Authors: Mary Stewart
"What most men want of their prince and future King. You will have to get used to it."
"So it seems. There's even a guard here, outside the window."
"I know. I put him there." Then, answering his look: "You have enemies, Arthur. Have I not made it clear?"
"Shall I always have to be hemmed in like this, surrounded? One might as well be a prisoner."
"Once you are undoubted King you can make your own dispositions. But until then, you must be guarded. Remember that here we are only in an emergency camp: once in the King's capital, or in one of his strong castles, you'll have your own household, chosen by yourself. You'll be able to see all you want of Bedwyr, or Cei, or anyone else you may appoint. It will be freedom of a sort, as much as you can ever have now. Neither you nor I can go back to the Wild Forest again, Emrys. That's over."
"It was better there," he said, then gave me a gentle look, and smiled. "Merlin."
"What is it?"
He started to say something, changed his mind, shook his head instead and said abruptly: "At this feast tonight. You'll be near me?"
"Be sure of it."
"The King has told me how he will present me to the nobles.
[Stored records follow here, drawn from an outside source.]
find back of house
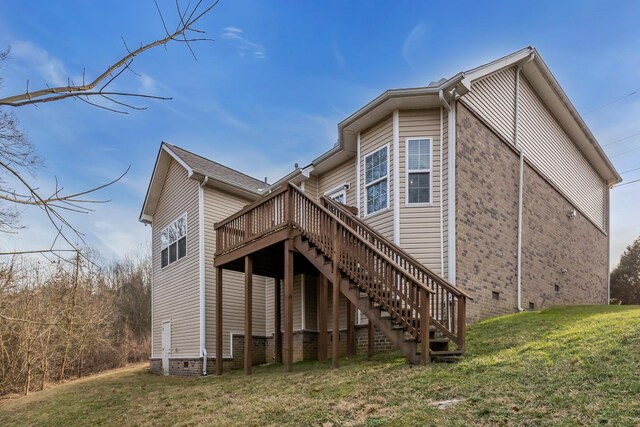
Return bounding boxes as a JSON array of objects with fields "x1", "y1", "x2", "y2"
[{"x1": 141, "y1": 48, "x2": 620, "y2": 375}]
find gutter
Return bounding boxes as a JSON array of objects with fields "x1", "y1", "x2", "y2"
[{"x1": 198, "y1": 176, "x2": 209, "y2": 375}]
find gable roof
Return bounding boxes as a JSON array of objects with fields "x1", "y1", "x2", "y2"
[
  {"x1": 338, "y1": 46, "x2": 622, "y2": 185},
  {"x1": 139, "y1": 142, "x2": 269, "y2": 224}
]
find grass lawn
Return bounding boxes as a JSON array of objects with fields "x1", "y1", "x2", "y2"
[{"x1": 0, "y1": 306, "x2": 640, "y2": 426}]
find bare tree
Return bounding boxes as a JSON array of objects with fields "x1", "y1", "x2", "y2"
[{"x1": 0, "y1": 0, "x2": 219, "y2": 256}]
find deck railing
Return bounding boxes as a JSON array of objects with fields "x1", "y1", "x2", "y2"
[
  {"x1": 215, "y1": 184, "x2": 467, "y2": 354},
  {"x1": 320, "y1": 196, "x2": 471, "y2": 350},
  {"x1": 290, "y1": 186, "x2": 433, "y2": 341},
  {"x1": 214, "y1": 186, "x2": 289, "y2": 256}
]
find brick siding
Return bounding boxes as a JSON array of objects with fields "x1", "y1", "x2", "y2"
[{"x1": 456, "y1": 103, "x2": 607, "y2": 322}]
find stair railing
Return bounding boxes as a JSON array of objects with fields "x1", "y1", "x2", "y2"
[
  {"x1": 289, "y1": 184, "x2": 434, "y2": 344},
  {"x1": 320, "y1": 196, "x2": 471, "y2": 351}
]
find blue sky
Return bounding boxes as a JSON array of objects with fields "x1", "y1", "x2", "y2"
[{"x1": 0, "y1": 0, "x2": 640, "y2": 268}]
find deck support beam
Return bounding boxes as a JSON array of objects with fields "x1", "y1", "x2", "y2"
[
  {"x1": 273, "y1": 277, "x2": 282, "y2": 363},
  {"x1": 347, "y1": 299, "x2": 356, "y2": 357},
  {"x1": 420, "y1": 289, "x2": 431, "y2": 365},
  {"x1": 216, "y1": 267, "x2": 222, "y2": 375},
  {"x1": 318, "y1": 274, "x2": 329, "y2": 362},
  {"x1": 244, "y1": 256, "x2": 253, "y2": 375},
  {"x1": 284, "y1": 239, "x2": 294, "y2": 372}
]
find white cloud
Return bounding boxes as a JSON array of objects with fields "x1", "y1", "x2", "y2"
[
  {"x1": 402, "y1": 23, "x2": 427, "y2": 67},
  {"x1": 222, "y1": 27, "x2": 267, "y2": 59},
  {"x1": 11, "y1": 41, "x2": 69, "y2": 86}
]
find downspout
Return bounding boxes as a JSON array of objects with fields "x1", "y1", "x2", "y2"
[
  {"x1": 440, "y1": 105, "x2": 446, "y2": 277},
  {"x1": 198, "y1": 176, "x2": 209, "y2": 375},
  {"x1": 513, "y1": 53, "x2": 535, "y2": 311},
  {"x1": 439, "y1": 87, "x2": 458, "y2": 284}
]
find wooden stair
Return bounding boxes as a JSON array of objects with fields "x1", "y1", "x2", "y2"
[
  {"x1": 214, "y1": 183, "x2": 470, "y2": 369},
  {"x1": 294, "y1": 235, "x2": 463, "y2": 364}
]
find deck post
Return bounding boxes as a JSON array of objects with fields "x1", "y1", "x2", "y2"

Do you know what will happen then?
These enemies you speak of —"
"Will try to prevent the assembly from accepting you as Uther's heir."
He considered for a moment, briefly. "May they carry arms in the hall?"
"No. They'll try some other way."
"Do you know how?"
I said: "They can hardly deny your birth to the King's face, and with me there and Count Ector they can't quarrel with your identity. They can only try to discredit you; shake the faith of the waverers, and try to swing the army's vote. It's your enemies' misfortune that this has come on a battlefield where the army outnumbers the council of nobles three to one — and after yesterday the army will take some convincing that you are not fit to lead them. It's my guess that there will be something staged, something that will take men by surprise and shake their belief in you, even in Uther."
"And in you, Merlin?"
I smiled. "It's the same thing. I'm sorry, I can't see further yet than that. I can see death and darkness, but not for you."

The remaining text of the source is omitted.